Parts common to the embodiment of Figures 6 to 9 are denoted by like reference numerals but increased by 300. The plough 400 has a plough body 403 supported at a front part thereof by skids 490, and a plough share 405 having a cutting edge 406 and a heel 408.

The plough share 405 is also provided with a forecutter 491 for cutting through soil and located forwardly of the cutting edge 406. A ripper 412 pivots about a pivot axis 414 between a working position shown in solid lines in the figure and a stowed position 492 shown in dotted line under the action of a hydraulic cylinder 493. The ripper 412 is provided with an aperture 494 which is engaged by tip 495 of forecutter 491 to restrain the ripper 412 against rearward and sideways movement.

Since the forecutter 491 gives support to the ripper 412 in its working position, the hydraulic cylinder 493 does not need to hold the ripper 412 in position and therefore does not need to be particularly large.

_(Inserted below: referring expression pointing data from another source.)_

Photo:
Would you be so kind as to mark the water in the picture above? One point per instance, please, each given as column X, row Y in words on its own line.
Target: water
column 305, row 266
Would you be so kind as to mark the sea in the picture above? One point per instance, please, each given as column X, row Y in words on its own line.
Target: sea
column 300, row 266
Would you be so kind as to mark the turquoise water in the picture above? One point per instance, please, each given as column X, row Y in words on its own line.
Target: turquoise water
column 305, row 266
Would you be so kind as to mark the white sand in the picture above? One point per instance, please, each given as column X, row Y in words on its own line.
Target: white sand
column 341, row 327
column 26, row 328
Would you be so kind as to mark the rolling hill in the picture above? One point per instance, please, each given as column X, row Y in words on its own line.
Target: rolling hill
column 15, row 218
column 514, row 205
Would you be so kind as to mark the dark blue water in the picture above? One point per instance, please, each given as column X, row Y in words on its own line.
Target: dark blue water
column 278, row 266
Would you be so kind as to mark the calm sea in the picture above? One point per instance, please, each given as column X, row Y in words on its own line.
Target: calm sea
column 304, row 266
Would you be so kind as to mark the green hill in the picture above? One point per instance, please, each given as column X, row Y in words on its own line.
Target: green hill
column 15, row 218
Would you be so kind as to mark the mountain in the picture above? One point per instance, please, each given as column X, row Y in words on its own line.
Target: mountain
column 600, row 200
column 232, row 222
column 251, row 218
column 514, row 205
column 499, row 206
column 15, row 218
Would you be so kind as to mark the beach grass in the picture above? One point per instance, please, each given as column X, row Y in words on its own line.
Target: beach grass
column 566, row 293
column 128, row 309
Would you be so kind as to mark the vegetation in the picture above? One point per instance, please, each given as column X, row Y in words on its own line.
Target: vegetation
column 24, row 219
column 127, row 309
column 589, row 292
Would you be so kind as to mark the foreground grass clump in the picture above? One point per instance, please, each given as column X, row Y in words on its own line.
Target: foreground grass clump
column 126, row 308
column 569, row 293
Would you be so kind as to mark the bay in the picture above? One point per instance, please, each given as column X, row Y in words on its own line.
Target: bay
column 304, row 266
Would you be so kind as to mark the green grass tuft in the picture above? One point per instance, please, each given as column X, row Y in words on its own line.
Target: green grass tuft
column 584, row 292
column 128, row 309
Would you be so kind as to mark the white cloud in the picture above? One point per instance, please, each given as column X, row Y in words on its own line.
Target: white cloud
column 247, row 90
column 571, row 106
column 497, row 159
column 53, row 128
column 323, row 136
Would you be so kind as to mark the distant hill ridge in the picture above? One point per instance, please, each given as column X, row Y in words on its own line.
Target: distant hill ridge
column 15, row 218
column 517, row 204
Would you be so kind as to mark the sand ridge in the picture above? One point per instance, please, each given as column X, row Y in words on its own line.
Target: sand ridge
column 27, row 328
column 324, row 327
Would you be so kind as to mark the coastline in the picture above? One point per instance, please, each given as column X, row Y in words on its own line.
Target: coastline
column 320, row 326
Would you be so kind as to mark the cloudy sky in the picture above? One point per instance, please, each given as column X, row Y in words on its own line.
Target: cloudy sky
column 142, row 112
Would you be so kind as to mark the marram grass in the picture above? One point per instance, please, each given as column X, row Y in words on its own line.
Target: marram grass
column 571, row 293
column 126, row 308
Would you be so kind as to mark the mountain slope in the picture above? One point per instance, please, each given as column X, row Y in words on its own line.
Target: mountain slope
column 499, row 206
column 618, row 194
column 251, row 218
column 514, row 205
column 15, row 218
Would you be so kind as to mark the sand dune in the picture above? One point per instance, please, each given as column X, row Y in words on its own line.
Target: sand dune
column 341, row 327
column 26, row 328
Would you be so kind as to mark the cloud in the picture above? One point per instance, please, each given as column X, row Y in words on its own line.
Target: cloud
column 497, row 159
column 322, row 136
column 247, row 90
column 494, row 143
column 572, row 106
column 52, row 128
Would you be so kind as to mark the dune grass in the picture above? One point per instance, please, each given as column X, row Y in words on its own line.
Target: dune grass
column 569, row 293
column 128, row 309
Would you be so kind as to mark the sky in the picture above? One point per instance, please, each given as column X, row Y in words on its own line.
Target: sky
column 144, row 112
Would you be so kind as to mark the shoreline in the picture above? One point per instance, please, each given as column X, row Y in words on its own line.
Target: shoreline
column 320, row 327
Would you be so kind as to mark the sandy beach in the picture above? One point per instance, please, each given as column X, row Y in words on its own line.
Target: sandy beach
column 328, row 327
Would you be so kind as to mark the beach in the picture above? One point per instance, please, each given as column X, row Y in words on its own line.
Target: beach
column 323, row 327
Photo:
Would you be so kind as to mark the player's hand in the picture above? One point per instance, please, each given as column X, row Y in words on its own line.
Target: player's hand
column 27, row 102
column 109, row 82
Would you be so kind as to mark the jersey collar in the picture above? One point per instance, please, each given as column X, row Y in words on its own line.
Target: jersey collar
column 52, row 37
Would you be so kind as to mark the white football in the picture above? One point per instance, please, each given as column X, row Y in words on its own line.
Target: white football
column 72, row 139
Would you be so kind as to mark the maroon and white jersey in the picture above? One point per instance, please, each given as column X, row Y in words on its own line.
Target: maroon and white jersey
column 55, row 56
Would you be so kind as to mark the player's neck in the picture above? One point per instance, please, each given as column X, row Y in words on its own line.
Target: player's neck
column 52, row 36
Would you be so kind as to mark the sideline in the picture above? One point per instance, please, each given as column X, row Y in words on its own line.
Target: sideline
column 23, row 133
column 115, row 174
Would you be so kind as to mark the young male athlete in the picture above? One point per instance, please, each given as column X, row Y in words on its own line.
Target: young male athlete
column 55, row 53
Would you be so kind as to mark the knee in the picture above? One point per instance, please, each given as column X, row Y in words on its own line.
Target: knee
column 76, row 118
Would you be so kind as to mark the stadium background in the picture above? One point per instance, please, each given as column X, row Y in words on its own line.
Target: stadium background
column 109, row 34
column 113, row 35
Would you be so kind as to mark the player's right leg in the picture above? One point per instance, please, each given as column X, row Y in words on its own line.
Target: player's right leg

It will be appreciated by persons skilled in the art that the above embodiments have been described by way of example only and not in any limitative sense, and that various alterations and modifications are possible without departure from the scope of the invention as defined by the appended claims. For example, it will be appreciated that various features of the different embodiments described above can be combined and/or omitted.